The work was published in Astronomy & Astrophysics earlier this week.

Scientists led by Tereza Jerabkova of the European Space Agency (ESA) and the Southern European Observatory made the discovery while studying the Hyades browser using data collected by ESA’s Gaia satellite.

Tereza said: ‘There must have been a close interaction with this horrible lump, and the Hyades just broke.

‘With Gaia, the way we see the Milky Way has changed completely. And with these findings, we will be able to map the Milky Way substructures much better than ever before. ‘

Star clusters naturally lose stars as they suddenly pull on each other which changes their speed, moving some to the edges of the cluster.

They can be swept out by the galaxy’s drag, forming two long tails called tidal tails.

Researchers say the area known as Hyades, a collection of V-shaped stars through the head of the Taurus constellation, has been torn apart

Researchers say the area known as Hyades, a collection of V-shaped stars through the head of the Taurus constellation, is tearing it apart.

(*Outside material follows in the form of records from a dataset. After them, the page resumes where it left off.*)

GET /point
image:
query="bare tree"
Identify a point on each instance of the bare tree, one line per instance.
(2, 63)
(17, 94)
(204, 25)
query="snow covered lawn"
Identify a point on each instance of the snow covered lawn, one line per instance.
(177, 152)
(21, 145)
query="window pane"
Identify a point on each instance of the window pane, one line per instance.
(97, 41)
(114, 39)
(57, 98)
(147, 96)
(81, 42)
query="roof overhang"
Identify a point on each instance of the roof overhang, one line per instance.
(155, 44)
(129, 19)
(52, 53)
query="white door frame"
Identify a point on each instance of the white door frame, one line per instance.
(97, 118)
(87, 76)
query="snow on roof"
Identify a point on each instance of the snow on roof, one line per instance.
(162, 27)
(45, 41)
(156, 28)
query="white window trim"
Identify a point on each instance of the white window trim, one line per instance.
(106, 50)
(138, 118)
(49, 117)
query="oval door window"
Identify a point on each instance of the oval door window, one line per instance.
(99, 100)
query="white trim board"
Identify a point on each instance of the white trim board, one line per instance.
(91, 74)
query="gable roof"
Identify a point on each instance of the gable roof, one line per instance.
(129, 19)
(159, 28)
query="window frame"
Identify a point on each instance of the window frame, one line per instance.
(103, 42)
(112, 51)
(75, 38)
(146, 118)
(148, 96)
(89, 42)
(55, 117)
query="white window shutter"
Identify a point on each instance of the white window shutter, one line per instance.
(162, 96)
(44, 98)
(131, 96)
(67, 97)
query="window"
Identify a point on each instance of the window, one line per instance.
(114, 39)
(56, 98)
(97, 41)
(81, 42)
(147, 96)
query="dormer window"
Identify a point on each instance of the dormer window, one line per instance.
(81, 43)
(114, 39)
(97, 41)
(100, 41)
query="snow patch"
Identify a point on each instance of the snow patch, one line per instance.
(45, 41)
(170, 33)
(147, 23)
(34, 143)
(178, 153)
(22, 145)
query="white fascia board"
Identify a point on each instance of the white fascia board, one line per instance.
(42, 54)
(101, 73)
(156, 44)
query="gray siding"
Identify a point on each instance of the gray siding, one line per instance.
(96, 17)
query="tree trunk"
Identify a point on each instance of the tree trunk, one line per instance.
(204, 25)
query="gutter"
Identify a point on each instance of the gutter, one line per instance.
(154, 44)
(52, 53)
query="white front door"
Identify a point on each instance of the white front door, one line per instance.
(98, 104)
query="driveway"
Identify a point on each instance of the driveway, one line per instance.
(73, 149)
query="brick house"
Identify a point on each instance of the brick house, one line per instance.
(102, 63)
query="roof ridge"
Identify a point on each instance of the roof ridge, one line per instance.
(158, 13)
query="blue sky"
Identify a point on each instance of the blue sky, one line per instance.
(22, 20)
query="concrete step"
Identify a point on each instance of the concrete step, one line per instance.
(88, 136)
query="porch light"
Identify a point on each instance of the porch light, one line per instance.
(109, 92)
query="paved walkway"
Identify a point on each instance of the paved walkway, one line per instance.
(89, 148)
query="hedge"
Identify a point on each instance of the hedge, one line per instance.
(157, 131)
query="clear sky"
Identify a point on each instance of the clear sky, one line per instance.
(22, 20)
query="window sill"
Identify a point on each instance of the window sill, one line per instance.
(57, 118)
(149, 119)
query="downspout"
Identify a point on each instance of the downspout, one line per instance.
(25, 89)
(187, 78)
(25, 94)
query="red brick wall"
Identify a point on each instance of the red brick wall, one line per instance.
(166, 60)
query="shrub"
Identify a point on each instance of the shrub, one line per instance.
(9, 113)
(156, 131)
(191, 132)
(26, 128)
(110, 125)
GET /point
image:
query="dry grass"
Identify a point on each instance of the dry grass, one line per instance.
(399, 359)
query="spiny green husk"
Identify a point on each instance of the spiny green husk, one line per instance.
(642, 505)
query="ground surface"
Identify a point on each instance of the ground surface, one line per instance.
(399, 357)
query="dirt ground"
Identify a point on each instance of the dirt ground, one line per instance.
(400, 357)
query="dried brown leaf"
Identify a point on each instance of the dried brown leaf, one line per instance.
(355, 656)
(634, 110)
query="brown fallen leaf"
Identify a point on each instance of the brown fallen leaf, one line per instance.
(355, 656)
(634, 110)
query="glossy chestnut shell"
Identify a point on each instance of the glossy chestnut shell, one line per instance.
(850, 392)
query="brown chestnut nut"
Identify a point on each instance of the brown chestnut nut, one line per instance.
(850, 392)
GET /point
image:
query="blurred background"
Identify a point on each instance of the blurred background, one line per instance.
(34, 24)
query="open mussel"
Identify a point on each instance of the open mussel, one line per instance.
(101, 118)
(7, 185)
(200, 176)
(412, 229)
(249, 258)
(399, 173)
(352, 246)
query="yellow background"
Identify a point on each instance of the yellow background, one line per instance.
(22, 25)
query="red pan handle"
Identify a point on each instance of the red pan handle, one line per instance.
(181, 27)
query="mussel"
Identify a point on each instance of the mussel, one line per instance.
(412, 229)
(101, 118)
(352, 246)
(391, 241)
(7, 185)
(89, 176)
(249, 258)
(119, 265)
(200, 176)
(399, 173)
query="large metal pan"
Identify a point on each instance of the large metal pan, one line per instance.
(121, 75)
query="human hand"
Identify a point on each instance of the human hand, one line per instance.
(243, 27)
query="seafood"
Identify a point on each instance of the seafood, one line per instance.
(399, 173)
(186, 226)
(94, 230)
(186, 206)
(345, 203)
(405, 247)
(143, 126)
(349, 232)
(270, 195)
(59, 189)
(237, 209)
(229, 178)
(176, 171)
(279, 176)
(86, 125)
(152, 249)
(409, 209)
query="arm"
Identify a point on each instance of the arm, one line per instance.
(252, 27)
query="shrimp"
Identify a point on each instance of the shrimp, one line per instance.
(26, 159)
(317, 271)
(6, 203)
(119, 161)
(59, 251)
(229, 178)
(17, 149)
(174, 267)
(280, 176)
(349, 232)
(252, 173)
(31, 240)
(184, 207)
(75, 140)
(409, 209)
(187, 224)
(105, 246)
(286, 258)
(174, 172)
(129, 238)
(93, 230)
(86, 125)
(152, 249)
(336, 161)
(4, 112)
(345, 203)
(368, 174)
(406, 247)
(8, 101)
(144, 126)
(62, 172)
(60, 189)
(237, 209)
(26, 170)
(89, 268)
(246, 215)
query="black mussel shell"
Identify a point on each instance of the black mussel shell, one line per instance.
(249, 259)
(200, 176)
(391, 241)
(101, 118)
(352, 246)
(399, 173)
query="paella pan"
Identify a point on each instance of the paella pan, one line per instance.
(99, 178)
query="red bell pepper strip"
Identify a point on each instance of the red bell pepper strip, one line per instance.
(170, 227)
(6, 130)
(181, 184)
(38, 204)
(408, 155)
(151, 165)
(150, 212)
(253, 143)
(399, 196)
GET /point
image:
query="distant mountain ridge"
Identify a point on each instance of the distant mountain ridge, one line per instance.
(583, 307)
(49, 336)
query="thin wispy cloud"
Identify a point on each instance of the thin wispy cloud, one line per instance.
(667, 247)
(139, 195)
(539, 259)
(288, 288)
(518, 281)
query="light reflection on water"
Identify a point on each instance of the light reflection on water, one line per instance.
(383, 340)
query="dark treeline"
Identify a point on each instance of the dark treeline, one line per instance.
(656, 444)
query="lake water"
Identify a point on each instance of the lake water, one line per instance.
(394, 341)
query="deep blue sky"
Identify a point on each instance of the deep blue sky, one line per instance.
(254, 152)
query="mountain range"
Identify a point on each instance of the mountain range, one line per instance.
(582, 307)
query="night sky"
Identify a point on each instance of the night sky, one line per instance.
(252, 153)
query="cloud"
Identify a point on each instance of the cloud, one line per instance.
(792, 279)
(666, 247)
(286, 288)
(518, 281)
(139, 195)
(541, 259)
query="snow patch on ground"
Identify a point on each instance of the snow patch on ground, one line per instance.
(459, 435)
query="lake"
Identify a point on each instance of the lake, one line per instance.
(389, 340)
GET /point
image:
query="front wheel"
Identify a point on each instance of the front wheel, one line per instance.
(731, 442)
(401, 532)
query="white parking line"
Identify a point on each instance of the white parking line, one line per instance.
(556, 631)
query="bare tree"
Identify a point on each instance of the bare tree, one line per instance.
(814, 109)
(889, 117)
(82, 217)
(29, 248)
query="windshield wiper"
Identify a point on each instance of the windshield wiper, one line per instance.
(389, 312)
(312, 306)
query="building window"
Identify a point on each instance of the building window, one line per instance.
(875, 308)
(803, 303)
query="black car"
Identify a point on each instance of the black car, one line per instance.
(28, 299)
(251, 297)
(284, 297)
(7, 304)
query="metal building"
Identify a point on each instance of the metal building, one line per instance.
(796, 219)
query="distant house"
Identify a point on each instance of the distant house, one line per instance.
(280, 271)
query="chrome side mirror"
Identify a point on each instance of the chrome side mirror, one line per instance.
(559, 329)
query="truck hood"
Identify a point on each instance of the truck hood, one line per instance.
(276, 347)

Deputy Tereza said: ‘We see stars belonging to the nearest star group moving in a way that they should not be moving if we apply our well – known and wide – ranging models.

‘Either these models are wrong and this would have a major impact on physics, or the trends are altered by a dark case lump, and this would also be an important finding.

‘This is the amazing thing about the data from the Gaia satellite – we have the opportunity, for the first time in history, to find stellar structures hidden in the vast majority of field stars in the constellation.’

But she did not rule that our Sun had the same thing as a previously unseen monster black hole, saying it is ‘fundamentally impossible’.